DPR Ramai-ramai Soroti Minimnya Transfer ke Daerah di RAPBN 2026

Rolia Pakpahan
Rolia Pakpahan
Diperbarui 19 Agustus 2025 16:14 WIB
Gedung DPR RI (Foto: Dok MI)
Gedung DPR RI (Foto: Dok MI)

Jakarta, MI - Usulan RAPBN 2026 menuai sorotan. Salah satu poin yang disoroti anggota DPR adalah penurunan alokasi belanja transfer ke daerah (TKD) yang dipangkas 24%, dari Rp864 triliun pada outlook 2025 menjadi hanya Rp650 triliun.

Anggota DPR Fraksi PDI-Perjuangan, Rio Dondokambey meminta pemerintah untuk memastikan adanya skema alokasi program dan anggaran lain guna menjaga pembangunan di seluruh daerah Indonesia tetap terjaga.
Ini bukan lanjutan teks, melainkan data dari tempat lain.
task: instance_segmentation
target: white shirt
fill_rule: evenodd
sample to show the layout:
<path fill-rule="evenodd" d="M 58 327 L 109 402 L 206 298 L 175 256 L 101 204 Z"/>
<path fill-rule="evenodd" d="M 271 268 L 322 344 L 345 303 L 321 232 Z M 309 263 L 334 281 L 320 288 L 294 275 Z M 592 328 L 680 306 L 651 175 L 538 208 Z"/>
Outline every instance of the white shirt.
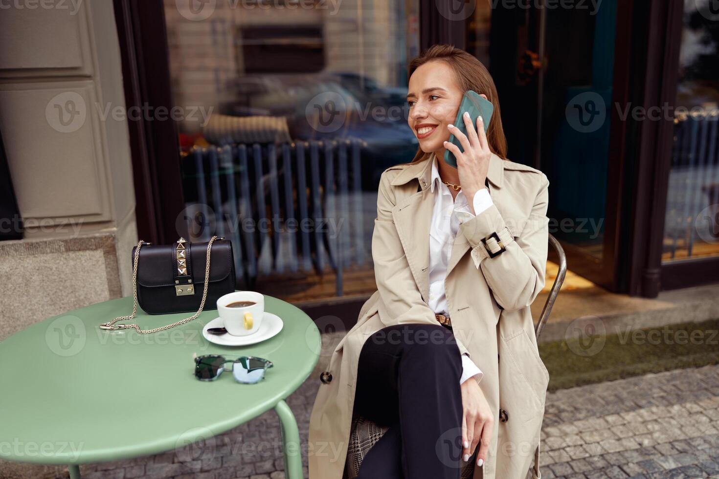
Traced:
<path fill-rule="evenodd" d="M 459 223 L 472 219 L 470 205 L 464 193 L 460 190 L 453 200 L 449 187 L 442 182 L 437 167 L 437 158 L 432 154 L 432 178 L 430 190 L 434 193 L 434 208 L 432 210 L 429 228 L 429 306 L 437 313 L 448 314 L 446 297 L 444 294 L 444 279 L 446 276 L 449 254 L 454 237 L 459 229 Z M 435 191 L 436 190 L 436 191 Z M 487 188 L 482 188 L 472 199 L 475 213 L 480 214 L 493 205 L 492 197 Z M 467 354 L 462 355 L 462 377 L 459 383 L 475 375 L 482 379 L 482 373 Z"/>

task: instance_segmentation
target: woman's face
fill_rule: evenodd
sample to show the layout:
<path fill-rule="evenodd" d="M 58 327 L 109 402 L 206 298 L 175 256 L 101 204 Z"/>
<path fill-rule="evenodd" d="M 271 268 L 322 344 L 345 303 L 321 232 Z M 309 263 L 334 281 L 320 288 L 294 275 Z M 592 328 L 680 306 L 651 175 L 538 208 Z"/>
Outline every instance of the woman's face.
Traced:
<path fill-rule="evenodd" d="M 408 90 L 407 122 L 420 148 L 426 153 L 439 151 L 449 139 L 447 125 L 454 122 L 464 92 L 454 81 L 449 65 L 440 60 L 427 62 L 414 70 Z"/>

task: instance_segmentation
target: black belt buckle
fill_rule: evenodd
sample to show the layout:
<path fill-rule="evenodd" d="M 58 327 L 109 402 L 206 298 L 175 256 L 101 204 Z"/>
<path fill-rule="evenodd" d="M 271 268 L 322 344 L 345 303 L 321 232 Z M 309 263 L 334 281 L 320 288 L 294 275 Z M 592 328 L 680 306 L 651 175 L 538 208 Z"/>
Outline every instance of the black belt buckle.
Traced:
<path fill-rule="evenodd" d="M 497 240 L 497 244 L 499 245 L 500 250 L 496 253 L 493 253 L 492 251 L 490 251 L 490 248 L 487 247 L 487 240 L 488 240 L 490 238 L 494 238 L 495 240 Z M 499 255 L 502 254 L 505 251 L 507 251 L 506 248 L 504 247 L 504 243 L 502 243 L 502 241 L 499 238 L 499 235 L 497 234 L 496 231 L 493 232 L 487 238 L 482 238 L 482 243 L 484 243 L 485 250 L 487 251 L 487 254 L 490 256 L 490 258 L 494 258 L 495 256 L 498 256 Z"/>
"Pemerintah harus dapat menyediakan skema pengalokasian program pembangunan di daerah yang merata di seluruh wilayah," kata Rio dalam rapat paripurna di Kompleks Parlemen, Jakarta, Selasa (19/8/2025).
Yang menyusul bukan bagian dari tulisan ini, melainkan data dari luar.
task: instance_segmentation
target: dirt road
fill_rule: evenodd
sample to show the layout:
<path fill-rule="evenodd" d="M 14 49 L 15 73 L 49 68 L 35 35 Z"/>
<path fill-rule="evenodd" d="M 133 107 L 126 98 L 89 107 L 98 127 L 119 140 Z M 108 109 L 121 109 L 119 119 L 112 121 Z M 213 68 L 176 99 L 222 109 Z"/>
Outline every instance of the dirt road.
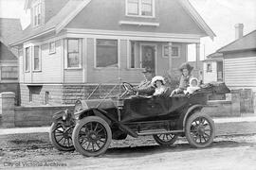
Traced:
<path fill-rule="evenodd" d="M 184 139 L 162 147 L 149 137 L 129 138 L 114 141 L 112 148 L 98 158 L 58 151 L 42 141 L 43 137 L 23 138 L 27 139 L 19 136 L 20 141 L 0 142 L 0 169 L 256 170 L 256 135 L 218 137 L 211 147 L 204 149 L 191 148 Z"/>

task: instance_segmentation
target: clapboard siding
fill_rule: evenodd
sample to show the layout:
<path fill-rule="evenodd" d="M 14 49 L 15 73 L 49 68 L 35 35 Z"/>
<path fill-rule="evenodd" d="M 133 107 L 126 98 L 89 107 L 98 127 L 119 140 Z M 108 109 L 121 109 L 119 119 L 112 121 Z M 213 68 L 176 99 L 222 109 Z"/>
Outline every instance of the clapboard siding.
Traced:
<path fill-rule="evenodd" d="M 82 83 L 82 69 L 65 69 L 64 82 L 65 83 Z"/>
<path fill-rule="evenodd" d="M 211 72 L 207 72 L 207 64 L 211 63 Z M 204 83 L 217 81 L 217 62 L 204 62 Z"/>
<path fill-rule="evenodd" d="M 232 88 L 256 87 L 256 57 L 224 60 L 225 82 Z"/>

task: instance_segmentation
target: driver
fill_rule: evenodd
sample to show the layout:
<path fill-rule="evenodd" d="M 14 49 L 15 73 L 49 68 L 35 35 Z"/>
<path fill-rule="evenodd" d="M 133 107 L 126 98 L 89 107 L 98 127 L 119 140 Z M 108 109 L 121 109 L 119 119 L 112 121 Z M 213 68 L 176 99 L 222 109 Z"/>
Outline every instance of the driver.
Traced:
<path fill-rule="evenodd" d="M 155 92 L 155 88 L 152 86 L 153 72 L 150 68 L 145 68 L 142 72 L 145 79 L 141 81 L 138 86 L 134 87 L 133 90 L 137 95 L 152 95 Z"/>

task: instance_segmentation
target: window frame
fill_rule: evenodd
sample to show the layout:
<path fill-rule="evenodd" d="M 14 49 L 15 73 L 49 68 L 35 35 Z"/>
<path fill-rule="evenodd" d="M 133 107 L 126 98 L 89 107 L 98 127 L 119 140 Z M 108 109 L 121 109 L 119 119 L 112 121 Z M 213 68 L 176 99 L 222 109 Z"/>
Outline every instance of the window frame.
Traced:
<path fill-rule="evenodd" d="M 35 46 L 38 46 L 38 70 L 35 69 Z M 32 53 L 32 71 L 33 72 L 41 72 L 42 71 L 42 54 L 41 54 L 41 45 L 39 44 L 34 44 L 33 46 L 31 46 L 31 48 L 33 49 L 33 53 Z"/>
<path fill-rule="evenodd" d="M 27 60 L 27 49 L 28 49 L 28 52 L 29 52 L 29 57 L 28 57 L 28 60 Z M 25 73 L 29 73 L 30 72 L 30 70 L 31 70 L 31 46 L 25 46 L 25 50 L 24 50 L 25 52 L 25 59 L 24 59 L 24 62 L 25 62 L 25 64 L 24 64 L 24 67 L 25 67 L 25 69 L 24 69 L 24 71 L 25 71 Z M 28 63 L 29 63 L 29 65 L 27 66 L 27 61 L 28 61 Z"/>
<path fill-rule="evenodd" d="M 98 67 L 97 66 L 97 40 L 109 40 L 117 41 L 117 54 L 118 54 L 118 66 L 117 67 Z M 119 69 L 120 68 L 120 40 L 119 39 L 109 39 L 109 38 L 95 38 L 94 39 L 94 68 L 95 69 Z"/>
<path fill-rule="evenodd" d="M 125 0 L 125 15 L 128 17 L 141 17 L 141 18 L 155 18 L 155 0 L 152 0 L 152 15 L 142 15 L 142 0 L 138 1 L 138 14 L 129 14 L 128 12 L 128 1 Z"/>
<path fill-rule="evenodd" d="M 78 67 L 68 67 L 68 41 L 69 40 L 77 40 L 79 42 L 79 66 Z M 65 48 L 65 62 L 64 62 L 64 69 L 66 70 L 76 70 L 76 69 L 82 69 L 82 40 L 79 39 L 79 38 L 68 38 L 65 39 L 64 41 L 64 48 Z"/>
<path fill-rule="evenodd" d="M 209 69 L 209 67 L 208 67 L 209 65 L 210 66 L 210 69 Z M 211 73 L 212 72 L 212 63 L 208 62 L 206 64 L 206 71 L 207 71 L 207 73 Z"/>
<path fill-rule="evenodd" d="M 53 46 L 53 50 L 51 49 L 51 44 L 54 44 Z M 50 42 L 49 43 L 48 43 L 48 48 L 49 48 L 49 54 L 51 55 L 51 54 L 54 54 L 54 53 L 56 53 L 56 42 Z"/>
<path fill-rule="evenodd" d="M 167 55 L 165 55 L 165 48 L 169 48 L 169 46 L 168 45 L 163 45 L 162 46 L 162 57 L 163 58 L 169 58 L 169 55 L 167 56 Z M 180 58 L 180 56 L 181 56 L 181 46 L 180 45 L 172 45 L 172 53 L 173 53 L 173 47 L 174 47 L 174 48 L 178 48 L 178 56 L 173 56 L 173 54 L 172 54 L 172 59 L 173 58 Z M 169 49 L 168 49 L 169 50 Z"/>
<path fill-rule="evenodd" d="M 37 27 L 37 26 L 42 25 L 42 2 L 41 2 L 41 0 L 36 1 L 32 5 L 32 18 L 33 18 L 32 23 L 33 23 L 34 27 Z"/>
Anggota perwakilan Fraksi NasDem, Ratih Megasari Singkarru menilai usulan belanja tersebut merupakan bagian dari strategi pemerintah untuk menjaga kesinambungan pembangunan nasional.

Namun, ia mengingatkan bahwa pemangkasan alokasi tersebut tidak terlepas dari konsekuensi meningkatnya belanja pemerintah pusat yang naik 17,5% menjadi Rp1.498,3 triliun.

"NasDem menilai langkah ini sebagai bentuk penyesuaian fiskal yang lebih diarahkan untuk menyentuh masyarakat secara langsung tanpa mengurangi komitmen terhadap pembangunan daerah," ujarnya.

Sementara itu, Anggota Fraksi Partai Amanat Nasional (PAN), Ahmad Rizki Sadig, menekankan agar pemerintah mengantisipasi penurunan alokasi TKD dengan mekanisme kompensasi yang adil.

Permintaan tersebut dilakukan guna diharapkan dapat memaksimalkan belanja pusat dan daerah agar tetap produktif, merata, dan berorientasi kepada peningkatan kesejahteraan masyarakat.

"Penurunan alokasi transfer ke daerah perlu diantisipasi dengan mekanisme kompensasi yang adil dan sinergi yang kuat antara pusat dan daerah," jelasnya.

"Pemangkasan transfer ke daerah dan dana desa yang cukup dalam harus diantisipasi dampaknya," ujar Anggota Perwakilan Fraksi Partai Demokrat Andi Muzakir Aqil, dalam kesempatan yang sama.

Sebelumnya, Centre for Strategic and International Studies (CSIS) juga turut mengkhawatirkan peran pembangunan dari Pemerintah Daerah (Pemda) akan semakin menyusut, seiring dengan alokasi belanja transfer ke daerah (TKD) yang turun sekitar 24%.

Peneliti Senior Departemen Ekonomi CSIS Deni Friawan menyebut, penurunan alokasi belanja tersebut dikhawatirkan akan mempersempit ruang fiskal daerah yang selama ini terbilang sangat bergantung terhadap anggaran pemerintah pusat.

"Peran pemerintah daerah itu akan cenderung menyusut seiring dengan penurunan TKD yang ini mempersempit ruang fiskal di daerah," ujar Deni dalam media briefing bertajuk RAPBN 2026: Menimbang Janji Politik Di Tengah Keterbatasan Fiskal, Senin (18/8/2025).

Deni menilai, kondisi tersebut berpotensi mendorong daerah semakin agresif mencari sumber pendapatan baru melalui kenaikan pajak. Ia juga menyinggung sejumlah polemik yang pernah muncul di beberapa daerah terkait kebijakan pajak.

Sebagai contoh, ia merujuk pada kasus Pemerintah Kabupaten Pati, Jawa Tengah, yang belum lama ini berencana menaikkan pajak bumi dan bangunan (PBB) hingga mencapai 250%, yang turut memicu aksi demonstrasi masyarakat besar-besaran.

"Kita akan melihat relevan dengan pengalaman apan yang terjadi di kasus Pati akhir-akhir ini," katanya.

Ia menyarankan agar pemerintah tidak memaksakan program-program prioritas berskala besar yang berisiko menimbulkan sentralisasi anggaran hanya di pemerintah pusat.

"Pemerintah sebaiknya perlu meninjau kembali desain pelaksanaan program-program prioritas tersebut guna meningkatkan efisiensi dan efektivitas program-program tersebut, dan menjaga stabilitas makroekonomi nasional."